La parte centrale della serata è però tutta di Silvia Colasanti (di cui già nel novembre 2009 laVerdi aveva ospitato il Canto d’Atropo per violino ed orchestra): si tratta di una giovane compositrice di cui siamo i primi in assoluto ad ascoltare – roba da raccontare ai nipotini! – il Concerto per violoncello. Il quale ha ben due sponsor: l’Orchestra Verdi, che lo ha commissionato, e il solista lituano David Geringas, classe 1946, che ne è stato l’ispiratore.

Cosa racconteremo ai nipotini?
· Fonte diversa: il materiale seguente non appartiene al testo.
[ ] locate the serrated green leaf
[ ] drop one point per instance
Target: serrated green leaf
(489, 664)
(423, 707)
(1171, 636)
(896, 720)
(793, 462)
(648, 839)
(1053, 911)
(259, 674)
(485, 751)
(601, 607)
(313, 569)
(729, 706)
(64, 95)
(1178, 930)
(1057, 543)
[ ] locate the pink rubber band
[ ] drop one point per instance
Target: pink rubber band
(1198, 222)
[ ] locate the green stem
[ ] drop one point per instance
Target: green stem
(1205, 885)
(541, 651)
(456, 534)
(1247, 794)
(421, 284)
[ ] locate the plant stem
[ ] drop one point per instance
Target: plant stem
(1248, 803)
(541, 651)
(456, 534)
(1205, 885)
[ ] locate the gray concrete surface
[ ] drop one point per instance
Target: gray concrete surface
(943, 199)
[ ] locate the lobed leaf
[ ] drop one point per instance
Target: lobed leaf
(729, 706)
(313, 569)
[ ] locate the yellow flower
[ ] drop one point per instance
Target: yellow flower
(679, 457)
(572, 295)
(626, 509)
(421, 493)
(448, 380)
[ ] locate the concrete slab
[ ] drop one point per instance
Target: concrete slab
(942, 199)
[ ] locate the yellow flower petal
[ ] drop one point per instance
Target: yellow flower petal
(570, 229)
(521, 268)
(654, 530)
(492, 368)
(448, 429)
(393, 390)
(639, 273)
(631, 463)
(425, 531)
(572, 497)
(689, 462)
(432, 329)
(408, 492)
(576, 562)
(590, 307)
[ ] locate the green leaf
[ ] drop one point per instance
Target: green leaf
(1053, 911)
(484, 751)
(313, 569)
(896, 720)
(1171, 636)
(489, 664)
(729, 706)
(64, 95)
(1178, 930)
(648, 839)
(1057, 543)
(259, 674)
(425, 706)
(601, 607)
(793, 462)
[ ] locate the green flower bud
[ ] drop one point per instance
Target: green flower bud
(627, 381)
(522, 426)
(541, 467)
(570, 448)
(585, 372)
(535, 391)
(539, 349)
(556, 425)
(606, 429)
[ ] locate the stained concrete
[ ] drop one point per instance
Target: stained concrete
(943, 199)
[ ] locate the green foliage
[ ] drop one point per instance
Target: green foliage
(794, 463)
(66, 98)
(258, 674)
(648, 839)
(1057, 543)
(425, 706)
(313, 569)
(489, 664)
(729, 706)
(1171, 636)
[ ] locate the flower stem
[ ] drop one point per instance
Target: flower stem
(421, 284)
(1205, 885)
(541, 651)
Per metterli a loro agio potremo pontificare che …il linguaggio possiede un’innegabile inclinazione eidetica… con un carattere ipotipico… e plasticità iconiche… di iconicità sonora… che aggiunge un nuovo lessema… che rammemora gli elementi figurali… con un moderato ductus agogico (strasmile!… e grazie a Guido Barbieri, mannaggia  a lui, e a ciò che ha scritto sul programma di sala!)  

A parte le battute, un pezzo assolutamente digeribile, segno che i vari Stockhausen e Cage non hanno poi fatto danni irrimediabili alla nostra civiltà musicale (!)

Infine il pezzo forte della Prima di Brahms, già ascoltata qui dalla bacchetta di Zhang Xian poco più di un anno fa. L’orso uzbeko, che la dirige a memoria, deve per forza metterci del suo valore aggiunto (sennò che ci sta a fare su quel podio?) così si  inventa subito un insopportabile rallentando (da battuta 9) che avrà fatto rivoltare l’Autore nella tomba. Poi, sempre per distinguersi dall’anonima folla dei direttori, fa venire quasi sempre in primo piano anche ciò che dovrebbe stare in background, a fare da riempitivo. Nel Finale, l’Allegro non troppo, ma con brio assomiglia vagamente alla marcetta dei sette nani, tutti impettiti e rigidi come baccalà (smile!)

Insomma, come parodia non c’è male. Ma i professori mostrano di essere formidabili anche nel suonare le parodie! Così si meritano grandi ovazioni i vari Amatulli, Ciapponi, Mologni, Stocco, Magnani, Santaniello e Grigolato. Quanto al simpatico Aziz, temo che Brahms lo stia rincorrendo per chiedergli i danni (e ri-smile!)

Prossimamente protagonisti l’arpa, serenate e commiati.